Click on the pictures, Poptart, lol!

Thanks you HAF!


----------



## Small_Town_Girl (Feb 15, 2008)

bump


----------



## appylover31803 (Sep 18, 2007)

she's adorable! 

She looks much less of a "wild child" with her new hair cut.

I have no eye for conformation, but i love her! Have tons of fun with her!


----------



## Small_Town_Girl (Feb 15, 2008)

Thanks Appy, I don't really know how to critique horses well either, lol!

I love her new look as well!


----------



## Feathers (Dec 22, 2007)

I really like her coloring as well!! What a pretty girl!! I have no critique to offer...she looks great to me


----------



## Small_Town_Girl (Feb 15, 2008)

Feathers said:


> I really like her coloring as well!! What a pretty girl!! I have no critique to offer...she looks great to me


Wow, Thanks!


----------



## kickshaw (May 7, 2008)

i like her mane like that!

I think she needs a bit more weight - she looks fairly hippy in the photos. I also like the tail to be docked a bit lower - 2-3 inches above the fetlock. 

She's such a cutie...congrats!


----------



## Small_Town_Girl (Feb 15, 2008)

kickshaw said:


> i like her mane like that!
> 
> I think she needs a bit more weight - she looks fairly hippy in the photos. I also like the tail to be docked a bit lower - 2-3 inches above the fetlock.
> 
> She's such a cutie...congrats!


Wow, and people was calling her fat, LOL.

When you say the tail docked, does that mean it needs to grow 
out or I should cut it shorter? Kinda confused me, sorry, lol!
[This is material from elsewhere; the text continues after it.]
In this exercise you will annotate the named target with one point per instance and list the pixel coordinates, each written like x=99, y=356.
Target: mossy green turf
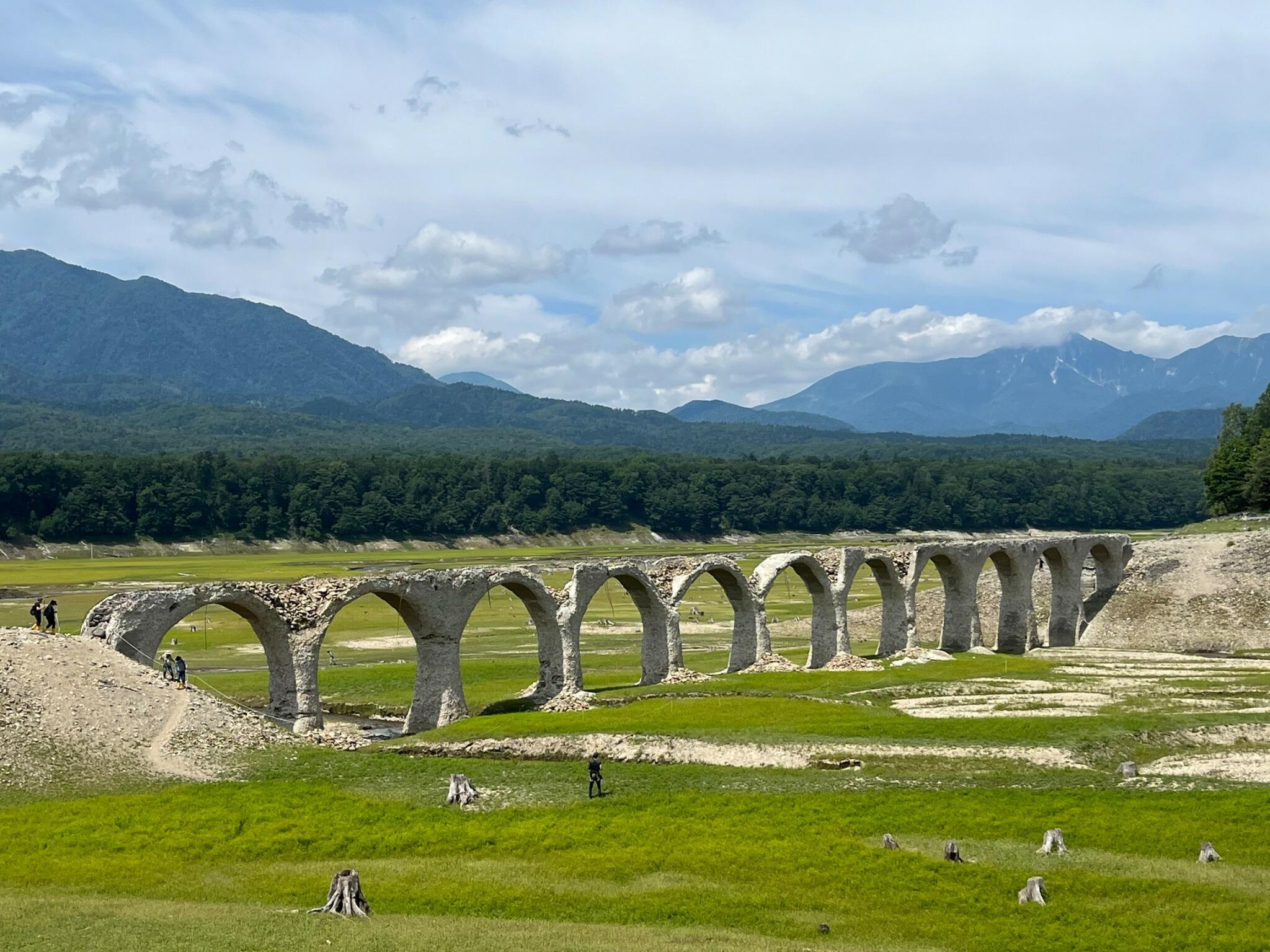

I thank you for your honest critique!


----------



## Gingerrrrr (Feb 12, 2008)

so technically isnt she a Pintaloosa?


----------



## PoptartShop (Jul 25, 2010)

Oooh sorry! LOL  Someone didn't get enough sleep the night before! :roll: She is really pretty!!


----------



## Small_Town_Girl (Feb 15, 2008)

Gingerrrrr said:


> so technically isnt she a Pintaloosa?


Wow, that first one favors her alot! Maybe she is, after all I was just guessing what she was mixed with mostly! :shock:


----------



## Gingerrrrr (Feb 12, 2008)

she HAS to be a Pintaloosa in my guess. what did the people think she was from where you got her?

http://www.ipshr.com/RegistrationCategories/Pintaloosa Registration.htm


----------



## kickshaw (May 7, 2008)

Small_Town_Girl said:


> kickshaw said:
> 
> 
> > i like her mane like that!
> ...



I would let her tail grow out a bit until it is within 2-3 inches of her fetlock, then dock it again


----------